Wall Street marked modest losses after a mixed spate of earnings, as investors awaited the non-farm payrolls report later this session.

“This is a big piece of data as to what the Fed is looking for,” said Scott Colyer, chief executive officer of Advisors Asset Management in Monument, Colorado. “I think everybody wants them to move or not move. The month-to-month stuff is killing everybody.”

On Thursday, U.S. interest rates futures implied traders saw a 58 percent probability of a rate increase in December, according to CME Group’s FedWatch program, while U.S. two-year Treasury yields hit their highest levels in 4-1/2 years.

Economists expect the report to show that U.S. employers added 180,000 jobs in October, more than September’s increase of 142,000 jobs.

New U.S. applications for jobless benefits last week recorded their biggest increase in eight months, but remained above the threshold associated with a healthy labour market.

“We’re a little below consensus,” said Jennifer Vail, head of fixed-income research at U.S. Bank Wealth Management in Portland, Oregon.

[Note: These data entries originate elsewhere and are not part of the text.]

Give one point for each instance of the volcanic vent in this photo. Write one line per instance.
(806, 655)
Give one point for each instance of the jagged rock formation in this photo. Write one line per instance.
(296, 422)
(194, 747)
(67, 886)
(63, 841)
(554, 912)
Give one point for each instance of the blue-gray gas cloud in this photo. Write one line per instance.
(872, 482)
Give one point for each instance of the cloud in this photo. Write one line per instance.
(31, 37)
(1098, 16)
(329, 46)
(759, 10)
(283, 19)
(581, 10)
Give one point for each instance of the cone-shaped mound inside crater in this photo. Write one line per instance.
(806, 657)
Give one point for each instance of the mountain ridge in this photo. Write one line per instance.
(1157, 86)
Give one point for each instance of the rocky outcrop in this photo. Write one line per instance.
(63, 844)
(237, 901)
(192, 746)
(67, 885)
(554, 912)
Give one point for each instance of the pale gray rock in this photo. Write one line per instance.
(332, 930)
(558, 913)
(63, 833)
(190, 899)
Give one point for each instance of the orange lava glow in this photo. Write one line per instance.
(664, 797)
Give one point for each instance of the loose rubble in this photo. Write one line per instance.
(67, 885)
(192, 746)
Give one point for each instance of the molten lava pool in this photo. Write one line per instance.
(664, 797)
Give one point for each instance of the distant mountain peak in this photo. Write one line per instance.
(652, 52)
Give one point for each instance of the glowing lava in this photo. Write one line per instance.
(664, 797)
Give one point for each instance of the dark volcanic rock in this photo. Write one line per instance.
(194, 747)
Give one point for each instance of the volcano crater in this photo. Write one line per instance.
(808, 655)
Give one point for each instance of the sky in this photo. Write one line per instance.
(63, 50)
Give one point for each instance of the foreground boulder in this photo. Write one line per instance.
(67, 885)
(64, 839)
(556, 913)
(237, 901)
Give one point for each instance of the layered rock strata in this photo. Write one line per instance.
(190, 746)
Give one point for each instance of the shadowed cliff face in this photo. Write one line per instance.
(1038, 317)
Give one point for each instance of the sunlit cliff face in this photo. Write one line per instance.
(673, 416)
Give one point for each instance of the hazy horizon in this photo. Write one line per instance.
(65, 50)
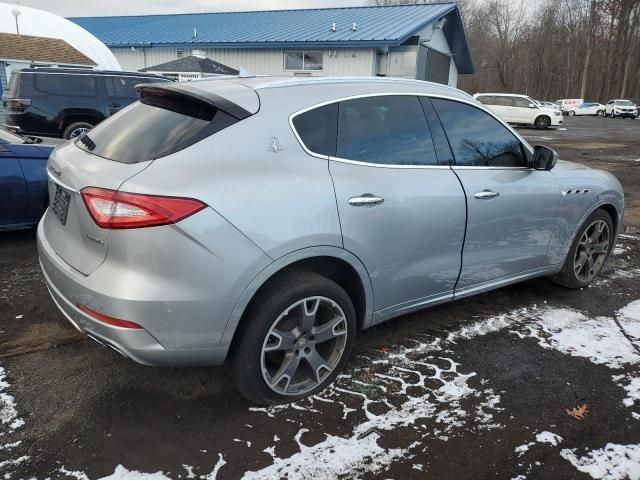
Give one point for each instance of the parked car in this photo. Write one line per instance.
(23, 180)
(567, 103)
(621, 108)
(520, 110)
(290, 214)
(64, 103)
(587, 108)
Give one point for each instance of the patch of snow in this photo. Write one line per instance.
(613, 462)
(549, 437)
(598, 339)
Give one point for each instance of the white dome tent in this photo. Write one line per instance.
(40, 23)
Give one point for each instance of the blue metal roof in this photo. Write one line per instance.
(384, 26)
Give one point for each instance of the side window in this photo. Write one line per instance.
(520, 102)
(476, 138)
(503, 101)
(487, 100)
(390, 130)
(318, 129)
(66, 85)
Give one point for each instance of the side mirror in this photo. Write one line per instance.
(544, 158)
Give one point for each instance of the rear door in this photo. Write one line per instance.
(512, 208)
(391, 194)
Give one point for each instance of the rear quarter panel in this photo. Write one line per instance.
(583, 191)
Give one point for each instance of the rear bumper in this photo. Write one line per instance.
(67, 286)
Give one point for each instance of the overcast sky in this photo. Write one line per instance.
(81, 8)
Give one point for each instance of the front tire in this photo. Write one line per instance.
(296, 338)
(76, 129)
(542, 122)
(588, 253)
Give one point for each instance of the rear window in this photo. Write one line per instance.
(154, 127)
(124, 87)
(67, 85)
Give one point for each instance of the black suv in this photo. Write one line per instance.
(62, 102)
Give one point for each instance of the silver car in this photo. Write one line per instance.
(262, 222)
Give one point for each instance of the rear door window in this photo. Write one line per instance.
(154, 127)
(67, 85)
(318, 129)
(390, 130)
(476, 138)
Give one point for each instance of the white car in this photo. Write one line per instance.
(621, 108)
(587, 108)
(520, 110)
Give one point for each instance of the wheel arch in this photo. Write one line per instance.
(334, 263)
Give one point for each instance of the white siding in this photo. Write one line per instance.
(339, 62)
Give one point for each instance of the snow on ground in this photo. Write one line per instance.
(613, 462)
(9, 423)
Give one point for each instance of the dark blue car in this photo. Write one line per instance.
(23, 180)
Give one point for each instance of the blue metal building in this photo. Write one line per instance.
(413, 41)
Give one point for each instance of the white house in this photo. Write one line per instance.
(413, 41)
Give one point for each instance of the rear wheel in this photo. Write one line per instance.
(76, 129)
(588, 253)
(542, 122)
(296, 339)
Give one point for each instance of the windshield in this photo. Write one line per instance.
(9, 137)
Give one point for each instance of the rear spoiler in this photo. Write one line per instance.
(210, 98)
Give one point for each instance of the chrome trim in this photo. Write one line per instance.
(61, 184)
(475, 104)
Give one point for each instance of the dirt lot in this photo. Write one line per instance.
(477, 389)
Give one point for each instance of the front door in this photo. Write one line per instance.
(401, 213)
(512, 208)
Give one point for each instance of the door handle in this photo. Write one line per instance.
(365, 200)
(486, 195)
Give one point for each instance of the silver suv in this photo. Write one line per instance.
(265, 221)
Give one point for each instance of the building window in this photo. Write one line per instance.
(298, 60)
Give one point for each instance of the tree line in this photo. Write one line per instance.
(552, 49)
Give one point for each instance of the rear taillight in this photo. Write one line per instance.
(16, 103)
(116, 322)
(112, 209)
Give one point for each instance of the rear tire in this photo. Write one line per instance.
(76, 129)
(588, 253)
(542, 122)
(277, 333)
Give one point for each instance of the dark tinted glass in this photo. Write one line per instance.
(66, 85)
(476, 138)
(154, 127)
(125, 86)
(318, 129)
(388, 130)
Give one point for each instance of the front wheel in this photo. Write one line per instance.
(296, 339)
(542, 122)
(588, 253)
(76, 129)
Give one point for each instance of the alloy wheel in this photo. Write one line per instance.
(304, 345)
(592, 251)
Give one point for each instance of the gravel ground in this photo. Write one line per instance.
(480, 388)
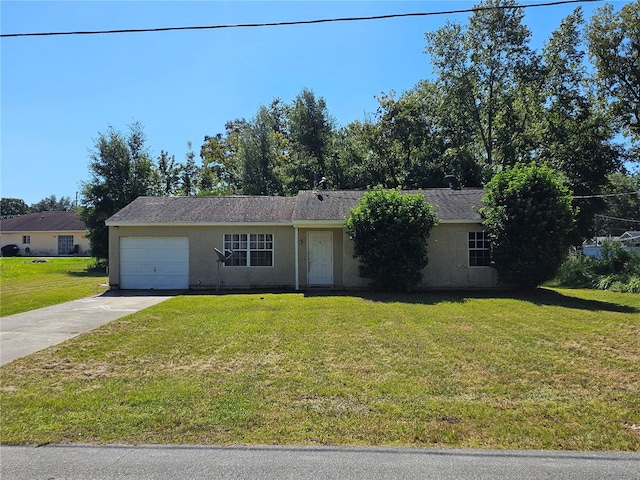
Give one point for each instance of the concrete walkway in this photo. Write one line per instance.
(28, 332)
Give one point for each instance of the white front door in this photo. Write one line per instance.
(320, 258)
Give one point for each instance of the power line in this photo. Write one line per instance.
(297, 22)
(617, 218)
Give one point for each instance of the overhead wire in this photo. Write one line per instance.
(295, 22)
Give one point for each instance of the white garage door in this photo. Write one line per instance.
(154, 263)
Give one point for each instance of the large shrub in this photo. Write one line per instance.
(390, 231)
(528, 217)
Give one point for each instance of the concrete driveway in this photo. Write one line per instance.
(28, 332)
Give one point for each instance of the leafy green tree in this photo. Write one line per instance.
(121, 170)
(528, 215)
(310, 131)
(622, 211)
(390, 231)
(614, 43)
(11, 207)
(262, 148)
(189, 173)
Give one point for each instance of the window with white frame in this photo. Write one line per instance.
(479, 249)
(249, 249)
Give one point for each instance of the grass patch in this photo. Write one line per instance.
(554, 370)
(28, 284)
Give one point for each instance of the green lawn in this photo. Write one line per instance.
(29, 283)
(558, 369)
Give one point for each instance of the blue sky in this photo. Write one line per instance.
(59, 93)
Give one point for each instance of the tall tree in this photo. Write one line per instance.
(310, 129)
(528, 215)
(51, 204)
(169, 174)
(121, 170)
(10, 207)
(614, 43)
(578, 138)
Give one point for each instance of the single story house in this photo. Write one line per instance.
(280, 242)
(48, 234)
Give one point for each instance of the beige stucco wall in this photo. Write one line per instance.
(45, 243)
(203, 266)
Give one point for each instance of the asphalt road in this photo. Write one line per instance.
(25, 333)
(85, 462)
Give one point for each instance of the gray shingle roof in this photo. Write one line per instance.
(44, 222)
(327, 206)
(223, 209)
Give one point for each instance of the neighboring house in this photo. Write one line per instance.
(280, 242)
(49, 234)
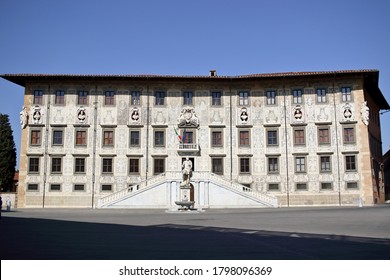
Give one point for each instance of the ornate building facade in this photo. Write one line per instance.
(262, 140)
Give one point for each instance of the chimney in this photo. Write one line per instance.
(213, 73)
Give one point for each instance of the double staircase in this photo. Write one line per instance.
(213, 180)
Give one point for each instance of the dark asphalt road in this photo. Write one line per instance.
(273, 234)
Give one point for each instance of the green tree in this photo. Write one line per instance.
(7, 154)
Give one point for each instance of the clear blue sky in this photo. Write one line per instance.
(190, 37)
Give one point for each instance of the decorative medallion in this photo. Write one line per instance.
(188, 118)
(365, 113)
(347, 112)
(23, 118)
(37, 115)
(81, 115)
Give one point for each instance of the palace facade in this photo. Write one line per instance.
(261, 140)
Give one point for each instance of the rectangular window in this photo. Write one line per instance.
(352, 185)
(271, 97)
(346, 94)
(135, 98)
(55, 187)
(79, 188)
(187, 98)
(299, 136)
(187, 137)
(134, 166)
(321, 95)
(108, 138)
(32, 187)
(79, 165)
(106, 188)
(301, 187)
(109, 97)
(297, 96)
(82, 98)
(56, 165)
(217, 166)
(33, 165)
(300, 164)
(244, 165)
(216, 139)
(160, 98)
(272, 137)
(134, 138)
(325, 164)
(159, 138)
(273, 187)
(107, 165)
(244, 138)
(323, 136)
(244, 98)
(350, 163)
(273, 166)
(59, 97)
(216, 98)
(35, 139)
(326, 186)
(81, 137)
(349, 135)
(58, 137)
(159, 166)
(38, 97)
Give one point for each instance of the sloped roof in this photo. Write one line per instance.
(371, 78)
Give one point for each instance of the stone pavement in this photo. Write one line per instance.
(118, 234)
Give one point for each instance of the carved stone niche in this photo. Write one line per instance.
(135, 116)
(298, 115)
(81, 116)
(188, 118)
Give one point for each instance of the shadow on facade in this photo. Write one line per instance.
(44, 239)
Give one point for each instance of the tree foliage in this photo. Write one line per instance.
(7, 154)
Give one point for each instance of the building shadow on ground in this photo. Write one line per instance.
(44, 239)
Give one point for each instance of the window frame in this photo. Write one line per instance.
(59, 97)
(159, 98)
(35, 165)
(271, 98)
(216, 98)
(161, 164)
(84, 139)
(38, 138)
(346, 96)
(38, 97)
(326, 164)
(109, 97)
(107, 165)
(274, 164)
(216, 166)
(269, 130)
(297, 95)
(243, 98)
(321, 95)
(107, 140)
(299, 137)
(56, 165)
(78, 167)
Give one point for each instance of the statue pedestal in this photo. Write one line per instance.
(185, 203)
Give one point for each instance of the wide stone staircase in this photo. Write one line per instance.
(143, 195)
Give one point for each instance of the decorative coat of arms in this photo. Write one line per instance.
(188, 118)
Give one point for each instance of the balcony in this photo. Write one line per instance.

But based on recent comments from central bank officials, “it looks as if as long as we hit a 150-number, the Fed will think it’s consistent with labour tightening,” she said, adding that U.S. yields and futures were increasingly showing expectations for a December hike.

Fed Chair Janet Yellen and New York Fed President William Dudley said this week that the U.S. was ready for higher interest rates if upcoming economic data justified them.

Higher yields and rising expectations of a December rate hike lifted the dollar index, which last stood at 98.003, a touch lower than a three-month peak of 98.135 scaled overnight.

The dollar held steady at 121.84 yen after touching a 2 1/2-month high of 122.01 on Thursday, while the euro was also little changed at $1.0880 after dropping to a nadir of $1.0834, its lowest level in more than three months.

The stronger dollar added further pressure to crude oil futures, which were already dragged down by oversupply concerns.

U.S. crude edged up about 0.6 percent to $45.49 a barrel, after falling over 2 percent in the previous session. It was still on track to lose 2.4 percent for the week.

Other commodities also struggled, with London copper sliding to its lowest level in a month overnight. While it recovered 0.7 percent to $5,044 a tonne, it was still set to end the week 1.3 percent lower, its third consecutive weekly loss.

Spot gold recovered to $1,109.4 an ounce from an eight-week low on Thursday, on track for a 2.8 percent loss for the week.